Hrant Dink Vakfı’nın yemek kültürüne odaklanan ‘Lezzetin Hafızası’ paneller ve atölyeler dizisinin ilk etkinliği, 8 Nisan 2017 günü ‘Bayram Sofraları’ paneli ve yumurta boyama atölyesi ile başladı.

‘Bayram Sofraları’ panelinde Nisan ayına denk düşen, Surp Zadig, Pasha, İdo Dakyomto ve Pesah vesilesiyle Ermeni, Rum, Süryani ve Yahudi bayram sofraları, yemeklerin yanı sıra günümüze aktarılan aile hikâyeleri, gelenekler ve ritüeller paylaşıldı. Levon Bağış’ın moderatörlüğünde yapılan panele Takuhi Tovmasyan, Meri Çevik Simyonidis, Aynur Bitlisi ve Sibel Pinto konuşmacı olarak katldı.

Takuhi Tovmasyan, Paskalya öncesinde altı haftalık oruç süresince var olan ritüelleri, oruçla ilgili kuralları ve bu süreçte yenilebilen yemekleri anlatarak sözlerine başladı. Tovmasyan, konuşmasında Paskalya öncesinde boyanan yumurtaları, pişirilen çörekleri, kendi ailesinden büyüklerin usulleriyle bayram sofrası için pişirilen yemekleri ve hazırlıkları anlattı.

Sibel Pinto konuşmasına, Sefarad mutfağı ile ilgili bilgiler vererek başladı. Sefarad mutfağında sebzenin ağrılıkta olduğuna değinen Pinto, kıyma ve pırasa ile yapılan köftenin bu mutfağın simgesel yemeklerinden birisi olduğuna dikkat çekti.
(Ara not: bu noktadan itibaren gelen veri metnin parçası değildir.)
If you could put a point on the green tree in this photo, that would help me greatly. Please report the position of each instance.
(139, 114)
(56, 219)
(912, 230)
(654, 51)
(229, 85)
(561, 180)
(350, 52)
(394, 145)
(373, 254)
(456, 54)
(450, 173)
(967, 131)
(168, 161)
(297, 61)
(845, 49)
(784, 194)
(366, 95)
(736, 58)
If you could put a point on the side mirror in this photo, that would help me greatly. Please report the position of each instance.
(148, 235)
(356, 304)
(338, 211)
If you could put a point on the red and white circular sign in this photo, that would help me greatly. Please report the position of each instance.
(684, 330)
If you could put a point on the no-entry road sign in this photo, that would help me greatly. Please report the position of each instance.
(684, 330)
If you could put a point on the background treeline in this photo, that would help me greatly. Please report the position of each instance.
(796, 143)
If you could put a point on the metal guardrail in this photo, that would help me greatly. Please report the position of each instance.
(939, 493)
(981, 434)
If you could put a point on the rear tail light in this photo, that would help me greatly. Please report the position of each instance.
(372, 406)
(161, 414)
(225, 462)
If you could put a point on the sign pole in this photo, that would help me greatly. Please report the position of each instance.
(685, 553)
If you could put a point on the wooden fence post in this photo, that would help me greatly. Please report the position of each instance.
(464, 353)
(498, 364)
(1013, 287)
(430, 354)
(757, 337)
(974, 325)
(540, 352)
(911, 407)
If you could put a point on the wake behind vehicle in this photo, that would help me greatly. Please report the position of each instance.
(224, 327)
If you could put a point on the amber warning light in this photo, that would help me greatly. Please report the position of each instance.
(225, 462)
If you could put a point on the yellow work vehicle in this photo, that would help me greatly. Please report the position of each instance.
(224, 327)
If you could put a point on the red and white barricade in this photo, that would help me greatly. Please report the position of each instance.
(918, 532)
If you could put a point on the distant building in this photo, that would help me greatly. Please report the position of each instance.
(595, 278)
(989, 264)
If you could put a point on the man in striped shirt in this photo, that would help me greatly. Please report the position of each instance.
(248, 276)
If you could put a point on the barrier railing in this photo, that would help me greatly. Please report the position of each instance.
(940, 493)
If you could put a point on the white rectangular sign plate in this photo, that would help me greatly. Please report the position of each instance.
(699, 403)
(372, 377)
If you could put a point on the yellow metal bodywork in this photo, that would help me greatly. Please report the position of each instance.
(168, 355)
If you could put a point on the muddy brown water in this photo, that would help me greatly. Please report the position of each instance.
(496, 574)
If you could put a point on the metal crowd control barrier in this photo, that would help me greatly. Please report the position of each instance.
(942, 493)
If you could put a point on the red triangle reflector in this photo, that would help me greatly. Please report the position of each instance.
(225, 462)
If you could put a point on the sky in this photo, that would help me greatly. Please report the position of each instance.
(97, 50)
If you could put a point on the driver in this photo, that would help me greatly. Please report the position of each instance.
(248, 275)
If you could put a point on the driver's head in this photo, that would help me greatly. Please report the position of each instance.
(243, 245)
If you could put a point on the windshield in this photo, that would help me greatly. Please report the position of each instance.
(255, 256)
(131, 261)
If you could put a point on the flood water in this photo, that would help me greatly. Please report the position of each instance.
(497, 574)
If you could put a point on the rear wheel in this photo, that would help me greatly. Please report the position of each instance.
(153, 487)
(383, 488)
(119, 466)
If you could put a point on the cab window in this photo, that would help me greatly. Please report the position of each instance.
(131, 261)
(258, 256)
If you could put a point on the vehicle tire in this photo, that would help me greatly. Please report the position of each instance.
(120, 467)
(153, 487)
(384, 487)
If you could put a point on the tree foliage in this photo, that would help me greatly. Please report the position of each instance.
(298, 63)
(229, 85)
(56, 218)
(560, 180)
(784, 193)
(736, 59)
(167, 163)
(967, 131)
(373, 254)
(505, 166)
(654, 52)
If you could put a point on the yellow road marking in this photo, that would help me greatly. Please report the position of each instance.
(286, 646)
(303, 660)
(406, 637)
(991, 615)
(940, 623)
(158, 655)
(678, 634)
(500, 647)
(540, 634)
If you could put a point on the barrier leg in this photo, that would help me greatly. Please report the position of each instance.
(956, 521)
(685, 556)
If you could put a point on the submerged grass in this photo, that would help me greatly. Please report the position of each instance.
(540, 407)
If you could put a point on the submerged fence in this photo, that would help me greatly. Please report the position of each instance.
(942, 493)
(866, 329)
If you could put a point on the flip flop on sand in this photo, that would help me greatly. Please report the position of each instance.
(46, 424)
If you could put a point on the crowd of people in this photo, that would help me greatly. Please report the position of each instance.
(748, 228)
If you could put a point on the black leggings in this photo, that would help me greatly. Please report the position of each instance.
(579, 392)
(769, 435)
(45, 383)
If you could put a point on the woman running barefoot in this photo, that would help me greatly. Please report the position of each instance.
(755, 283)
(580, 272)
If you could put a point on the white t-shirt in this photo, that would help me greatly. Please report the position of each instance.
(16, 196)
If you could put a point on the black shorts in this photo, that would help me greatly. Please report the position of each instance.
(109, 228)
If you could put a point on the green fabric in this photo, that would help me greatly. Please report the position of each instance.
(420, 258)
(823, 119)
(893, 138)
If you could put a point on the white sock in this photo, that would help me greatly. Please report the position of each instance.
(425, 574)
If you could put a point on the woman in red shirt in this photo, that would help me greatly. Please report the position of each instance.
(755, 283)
Pinto, Yahudi mutfağının göç etmek durumunda kalan bir milletin anılarına tutunmak için devam ettirilen, nesiller arası taşınan, bir ev mutfağı olduğunu aktardı. Pinto, Pesah’ın sofrası okunan bir saatlik duada yumurta, hamursuz, şarap, sirkeli su gibi yiyecek ve içeceklerin sembolik anlamını, özel olarak hazırlanan yiyecekleri ve ritüelleri anlattı.

Meri Çevik Simyonidis konuşmasına yemek alanında yaptığı çalışmaları tanıtarak başladı. Katolik kiliselerinde Paskalya öncesinde var olan adetlerden bahseden Simyonidis, konuşmasına dinî ritüeller ve gelenekler dışında Rum evlerindeki bayram coşkusuna değinerek devam etti. Geçmişteki çokkültürlülüğe ve paylaşıma değinen Simyonidis, bayram sofralarının vazgeçilmezi olan yaprak sarması, topik, tarama, Çerkes tavuğu gibi yemekleri ve hikâyelerini anlattı.

Aynur Bitlisli ise, Süryaniler için Paskalya’nın çok önemli olduğunu vurgulayıp, bu bayrama ‘Büyük Bayram’ dediklerini vurguladı. Paskalya öncesi elli gün perhiz tutulduğunu aktaran Bitlisli, bu dönemde hayvansal gıda tüketmediklerini belirtip, mercimekli bulgur pilavı, pazı dolması gibi yemekleri sebze yemekleri yaptıklarını anlattı. Perhize girmeden önceki yeme-içme ritüellerine, küslerin barışması gibi adetlere de değinen Bitlisli, konuşmasına bayramdan önceki günlerde yapılan hazırlıklara ve bayram sofralarında pişirilen kaburga dolması, pilav gibi yemeklere değindi.

Panelin öncesinde ve panel sırasında her yaştan katılımcılara açık, geleneksel ve modern yöntemlerle yumurta boyama atölyesi düzenlendi. Yoğun ilgi gören yumurta boyama atölyesinde çocuklar, gençler ve yetişkinler bir araya gelip yumurta boyadılar.